Fixed Caltech-101 and Caltech-256 broken links with the official ones #9205

hrsvrn · 2025-09-04T19:40:54Z

Context

With reference to PR #9192

Issue

The google drive links are broken and does not download

How to use?

import torchvision
import torchvision.transforms as transforms

transform = transforms.Compose([
    transforms.Resize((224, 224)), # Resize to a common size for pre-trained models
    transforms.ToTensor(),         # Convert image to a tensor
    transforms.Normalize(mean=[0.485, 0.456, 0.406], std=[0.229, 0.224, 0.225]) # Normalize
])


caltech101_dataset = torchvision.datasets.Caltech101(
    root='./data',        # Directory to store the dataset
    download=True,      # Set to True to download if not already present
    transform=transform # Apply the defined transformations
)

caltech256_dataset = torchvision.datasets.Caltech256(
    root='./data',        # Directory to store the dataset
    download=True,      # Set to True to download if not already present
    transform=transform # Apply the defined transformations
)

Fix

Replaced the deadlinks with the official CalTech Repository site downloads and made sure that the data downloading is fixed accordingly

pytorch-bot · 2025-09-04T19:40:58Z

🔗 Helpful Links

🧪 See artifacts and rendered test results at hud.pytorch.org/pr/pytorch/vision/9205

📄 Preview Python docs built from this PR

Note: Links to docs will display an error until the docs builds have been completed.

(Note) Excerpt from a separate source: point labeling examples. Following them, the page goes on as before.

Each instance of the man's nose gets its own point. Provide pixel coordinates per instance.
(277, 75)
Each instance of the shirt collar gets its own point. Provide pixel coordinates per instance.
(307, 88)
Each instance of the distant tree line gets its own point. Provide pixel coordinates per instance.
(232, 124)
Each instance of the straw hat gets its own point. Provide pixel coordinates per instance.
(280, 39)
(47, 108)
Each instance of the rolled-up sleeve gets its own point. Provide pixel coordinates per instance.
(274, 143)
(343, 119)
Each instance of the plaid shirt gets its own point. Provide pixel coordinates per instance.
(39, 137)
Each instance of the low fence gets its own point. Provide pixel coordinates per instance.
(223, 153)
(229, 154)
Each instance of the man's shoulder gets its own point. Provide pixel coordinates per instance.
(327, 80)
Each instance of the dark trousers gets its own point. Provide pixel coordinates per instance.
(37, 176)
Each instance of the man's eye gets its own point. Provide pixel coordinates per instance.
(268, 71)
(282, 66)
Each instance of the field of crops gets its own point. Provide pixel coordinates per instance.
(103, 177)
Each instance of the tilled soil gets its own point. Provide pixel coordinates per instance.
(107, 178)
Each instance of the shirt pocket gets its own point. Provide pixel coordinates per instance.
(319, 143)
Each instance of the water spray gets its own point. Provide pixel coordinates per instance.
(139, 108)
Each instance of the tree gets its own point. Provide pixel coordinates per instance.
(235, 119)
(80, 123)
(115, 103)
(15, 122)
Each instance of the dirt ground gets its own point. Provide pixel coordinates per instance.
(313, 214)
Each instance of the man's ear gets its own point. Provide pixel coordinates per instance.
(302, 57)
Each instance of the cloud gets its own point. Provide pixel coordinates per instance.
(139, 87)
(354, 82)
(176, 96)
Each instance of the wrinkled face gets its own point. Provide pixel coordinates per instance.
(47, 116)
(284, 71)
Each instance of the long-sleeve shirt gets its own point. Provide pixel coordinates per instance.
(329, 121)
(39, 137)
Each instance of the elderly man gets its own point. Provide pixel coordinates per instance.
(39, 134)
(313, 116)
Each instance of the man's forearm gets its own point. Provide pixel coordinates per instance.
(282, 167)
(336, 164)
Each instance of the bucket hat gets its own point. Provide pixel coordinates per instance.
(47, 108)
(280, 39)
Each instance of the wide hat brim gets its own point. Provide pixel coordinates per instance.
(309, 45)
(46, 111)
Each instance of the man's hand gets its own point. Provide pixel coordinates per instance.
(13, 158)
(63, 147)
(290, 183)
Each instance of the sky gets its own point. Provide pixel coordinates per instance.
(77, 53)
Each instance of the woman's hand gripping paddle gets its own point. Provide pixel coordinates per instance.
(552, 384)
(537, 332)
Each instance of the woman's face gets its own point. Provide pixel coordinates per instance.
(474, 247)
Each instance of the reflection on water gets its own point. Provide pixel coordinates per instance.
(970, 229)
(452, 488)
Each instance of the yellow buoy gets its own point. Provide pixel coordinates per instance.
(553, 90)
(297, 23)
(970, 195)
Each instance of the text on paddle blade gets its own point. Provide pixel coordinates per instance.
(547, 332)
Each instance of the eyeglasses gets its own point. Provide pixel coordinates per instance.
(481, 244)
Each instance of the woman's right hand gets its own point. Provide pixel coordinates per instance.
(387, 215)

✅ You can merge normally! (1 Unrelated Failure)

As of commit 3bb37f4 with merge base 7bd8066 ():

BROKEN TRUNK - The following job failed but were present on the merge base:

👉 Rebase onto the `viable/strict` branch to avoid these failures

CMake / windows (windows.g5.4xlarge.nvidia.gpu, cuda, 12.6) / windows-job (gh) (trunk failure)
Process completed with exit code 1.

This comment was automatically generated by Dr. CI and updates every 15 minutes.

meta-cla · 2025-09-04T19:41:01Z

Hi @hrsvrn!

Thank you for your pull request and welcome to our community.

Action Required

In order to merge any pull request (code, docs, etc.), we require contributors to sign our Contributor License Agreement, and we don't seem to have one on file for you.

Process

In order for us to review and merge your suggested changes, please sign at https://code.facebook.com/cla. If you are contributing on behalf of someone else (eg your employer), the individual CLA may not be sufficient and your employer may need to sign the corporate CLA.

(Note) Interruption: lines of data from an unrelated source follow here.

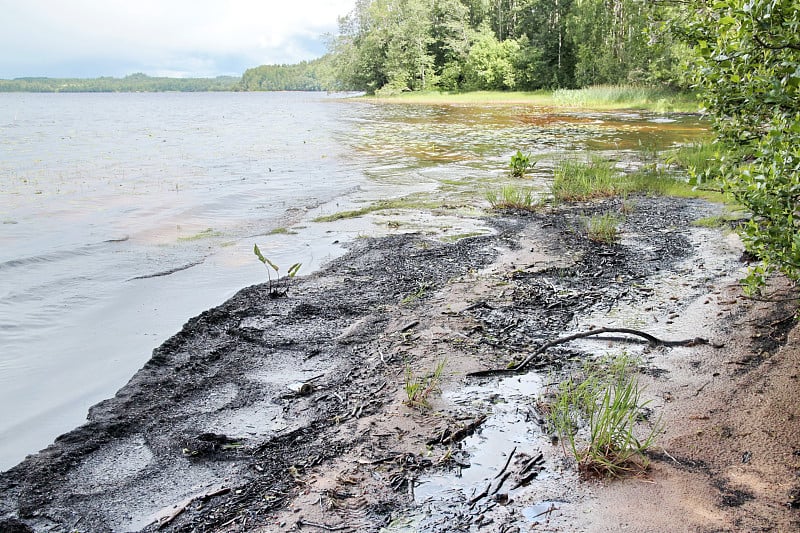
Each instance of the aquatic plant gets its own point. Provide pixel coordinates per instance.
(580, 181)
(419, 389)
(276, 291)
(596, 415)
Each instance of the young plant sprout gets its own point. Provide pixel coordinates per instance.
(275, 290)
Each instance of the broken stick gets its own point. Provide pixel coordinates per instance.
(654, 341)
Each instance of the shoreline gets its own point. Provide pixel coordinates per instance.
(212, 429)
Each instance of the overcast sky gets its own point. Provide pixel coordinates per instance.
(199, 38)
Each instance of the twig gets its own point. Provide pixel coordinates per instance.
(500, 484)
(508, 462)
(654, 341)
(301, 523)
(478, 497)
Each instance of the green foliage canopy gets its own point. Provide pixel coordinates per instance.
(396, 45)
(748, 58)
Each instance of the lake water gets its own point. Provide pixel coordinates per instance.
(123, 215)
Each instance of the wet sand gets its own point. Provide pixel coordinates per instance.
(212, 435)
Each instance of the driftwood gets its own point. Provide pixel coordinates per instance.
(165, 517)
(654, 341)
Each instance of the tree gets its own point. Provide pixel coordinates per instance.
(491, 63)
(748, 59)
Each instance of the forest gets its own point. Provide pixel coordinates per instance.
(133, 83)
(399, 45)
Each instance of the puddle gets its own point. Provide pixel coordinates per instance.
(510, 436)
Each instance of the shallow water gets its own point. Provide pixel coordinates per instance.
(122, 215)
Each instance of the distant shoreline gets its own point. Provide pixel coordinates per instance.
(131, 83)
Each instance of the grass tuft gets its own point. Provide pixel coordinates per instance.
(596, 415)
(419, 389)
(576, 181)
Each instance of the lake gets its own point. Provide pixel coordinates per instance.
(123, 215)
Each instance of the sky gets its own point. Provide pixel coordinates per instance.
(179, 38)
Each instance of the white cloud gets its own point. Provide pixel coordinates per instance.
(188, 37)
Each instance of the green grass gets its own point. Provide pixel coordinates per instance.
(512, 197)
(419, 389)
(625, 96)
(380, 205)
(282, 231)
(603, 228)
(701, 161)
(596, 415)
(576, 181)
(598, 97)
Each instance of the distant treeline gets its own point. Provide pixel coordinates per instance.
(314, 75)
(132, 83)
(400, 45)
(392, 46)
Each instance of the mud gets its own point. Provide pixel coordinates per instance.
(282, 414)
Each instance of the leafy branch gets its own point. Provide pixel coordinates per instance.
(275, 289)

Once the CLA is signed, our tooling will perform checks and validations. Afterwards, the pull request will be tagged with CLA signed. The tagging process may take up to 1 hour after signing. Please give it that time before contacting us about it.

If you have received this in error or have any questions, please contact us at cla@meta.com. Thanks!

meta-cla · 2025-09-04T21:18:30Z

Thank you for signing our Contributor License Agreement. We can now accept your code for this (and any) Meta Open Source project. Thanks!

AntoineSimoulin · 2025-09-05T13:46:46Z

torchvision/datasets/caltech.py

+        extracted_dir = os.path.join(self.root, "caltech-101")
+        extract_archive(os.path.join(extracted_dir, "101_ObjectCategories.tar.gz"), self.root)
+        extract_archive(os.path.join(extracted_dir, "Annotations.tar.gz"), self.root) # Note: Annotations is now also .tar.gz in the new archive
+        shutil.rmtree(extracted_dir)


Should we re-use the code from other datasets? For instance in "mnist.py" to extract all possible subdirectories?

for gzip_file in os.listdir(gzip_folder): if gzip_file.endswith(".gz"): extract_archive(os.path.join(gzip_folder, gzip_file), self.raw_folder) shutil.rmtree(gzip_folder)

Yes that works as well.. I will change this one :)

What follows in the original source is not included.